This Appeal arose out of a Landlord-Tenant case. Bechor sued my client, Timianski, for eviction under Florida’s Landlord-Tenant law in two separate actions. However, there was an Option to Purchase contract for the purchase of the real estate involved. I moved the Court for a determination of the rent and to consolidate the two cases, and sent a letter to opposing counsel exercising the Option contract. I filed a Counterclaim for Specific Performance and moved to transfer the action to Circuit Court when the time to close the deal expired.

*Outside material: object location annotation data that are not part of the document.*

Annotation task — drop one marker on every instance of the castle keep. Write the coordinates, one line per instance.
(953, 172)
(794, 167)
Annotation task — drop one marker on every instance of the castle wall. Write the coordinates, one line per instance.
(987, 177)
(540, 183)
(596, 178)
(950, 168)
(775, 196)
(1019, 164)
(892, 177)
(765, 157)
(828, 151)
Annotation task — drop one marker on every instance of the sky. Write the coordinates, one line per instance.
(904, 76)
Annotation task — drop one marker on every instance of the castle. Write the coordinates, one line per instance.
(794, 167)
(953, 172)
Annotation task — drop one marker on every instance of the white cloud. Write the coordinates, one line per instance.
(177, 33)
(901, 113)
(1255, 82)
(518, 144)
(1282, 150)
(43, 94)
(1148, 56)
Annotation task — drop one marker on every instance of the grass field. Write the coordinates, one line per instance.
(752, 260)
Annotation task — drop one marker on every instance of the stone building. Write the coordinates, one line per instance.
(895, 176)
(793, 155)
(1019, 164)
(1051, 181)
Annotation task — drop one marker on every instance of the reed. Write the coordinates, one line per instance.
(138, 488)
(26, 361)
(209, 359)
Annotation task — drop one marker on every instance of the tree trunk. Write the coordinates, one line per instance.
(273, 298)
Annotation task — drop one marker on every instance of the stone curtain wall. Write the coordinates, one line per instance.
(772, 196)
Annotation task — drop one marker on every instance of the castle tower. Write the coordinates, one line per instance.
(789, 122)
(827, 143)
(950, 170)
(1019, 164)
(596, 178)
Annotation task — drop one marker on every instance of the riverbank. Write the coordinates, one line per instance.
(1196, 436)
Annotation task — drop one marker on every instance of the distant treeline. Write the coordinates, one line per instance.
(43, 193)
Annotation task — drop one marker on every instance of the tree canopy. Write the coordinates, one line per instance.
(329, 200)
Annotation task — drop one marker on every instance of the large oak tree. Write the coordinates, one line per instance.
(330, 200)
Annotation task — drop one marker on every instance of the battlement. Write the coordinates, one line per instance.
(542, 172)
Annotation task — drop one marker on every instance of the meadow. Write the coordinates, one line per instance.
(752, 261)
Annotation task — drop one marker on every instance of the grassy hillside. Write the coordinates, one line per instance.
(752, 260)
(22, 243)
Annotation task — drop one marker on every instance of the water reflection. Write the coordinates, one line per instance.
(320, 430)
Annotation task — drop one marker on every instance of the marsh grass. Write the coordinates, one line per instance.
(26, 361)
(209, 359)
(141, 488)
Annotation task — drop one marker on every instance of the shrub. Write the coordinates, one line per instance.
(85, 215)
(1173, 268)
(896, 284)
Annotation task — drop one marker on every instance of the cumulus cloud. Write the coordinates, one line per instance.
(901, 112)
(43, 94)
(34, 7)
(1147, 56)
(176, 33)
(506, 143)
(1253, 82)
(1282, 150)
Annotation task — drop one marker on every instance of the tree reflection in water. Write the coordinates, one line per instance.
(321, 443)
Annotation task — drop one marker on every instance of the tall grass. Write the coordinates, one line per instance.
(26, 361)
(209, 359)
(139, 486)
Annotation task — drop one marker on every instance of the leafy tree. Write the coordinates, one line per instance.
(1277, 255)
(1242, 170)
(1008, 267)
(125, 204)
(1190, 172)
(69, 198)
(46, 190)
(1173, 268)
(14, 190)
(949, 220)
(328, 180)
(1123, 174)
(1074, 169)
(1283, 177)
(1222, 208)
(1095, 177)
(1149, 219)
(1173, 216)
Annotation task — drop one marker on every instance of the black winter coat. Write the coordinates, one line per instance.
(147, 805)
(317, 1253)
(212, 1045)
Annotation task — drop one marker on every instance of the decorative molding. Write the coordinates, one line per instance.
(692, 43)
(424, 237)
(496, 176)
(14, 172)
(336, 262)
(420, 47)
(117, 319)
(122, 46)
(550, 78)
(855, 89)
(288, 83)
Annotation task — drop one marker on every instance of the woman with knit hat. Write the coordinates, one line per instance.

In the meantime, the Plaintiff moved to evict. I appeared at the hearing, but the Judicial Assistant advised me the hearing was canceled and would not go forward as the Court had a criminal case docket that day. Counsel for the Plaintiff appeared after my client and I left. She advised the Court I was not present and obtained a Judgment of Eviction behind my back. I was livid when I found out about the Judgment, and I took immediate steps to file the rehearing. The Judge granted rehearing and stopped the Writ of Possession pending a new hearing on the eviction. Judge Miller required my client to place $16,600 in the Court Registry to stop any eviction process. This amount also exceeded her jurisdiction.
Why We Had to Appeal:
Judge Teri Ann Miller wrongfully retained jurisdiction of the matter. The amount in controversy, the value of the real property, far exceeded her jurisdictional limits as a County Court Judge. In addition, she wrongfully required my client to deposit funds into the Court Registry without first holding the requisite evidentiary hearing. Lastly, she required my client to deposit funds in the Court Registry that also exceeded her jurisdiction. As a result, I filed an appeal known as a Petition for Writ of Prohibition, which was accepted by the Circuit Court, and briefed.
The Circuit Court sitting in its Appellate capacity agreed with me and granted all relief requested! The Appellate Court quashed the Order on Defendant’s Motion for Rehearing and Stay of Eviction, quashed the Order Granting Motion to Strike Defendant’s Counterclaim and quashed the Final Judgment of Eviction!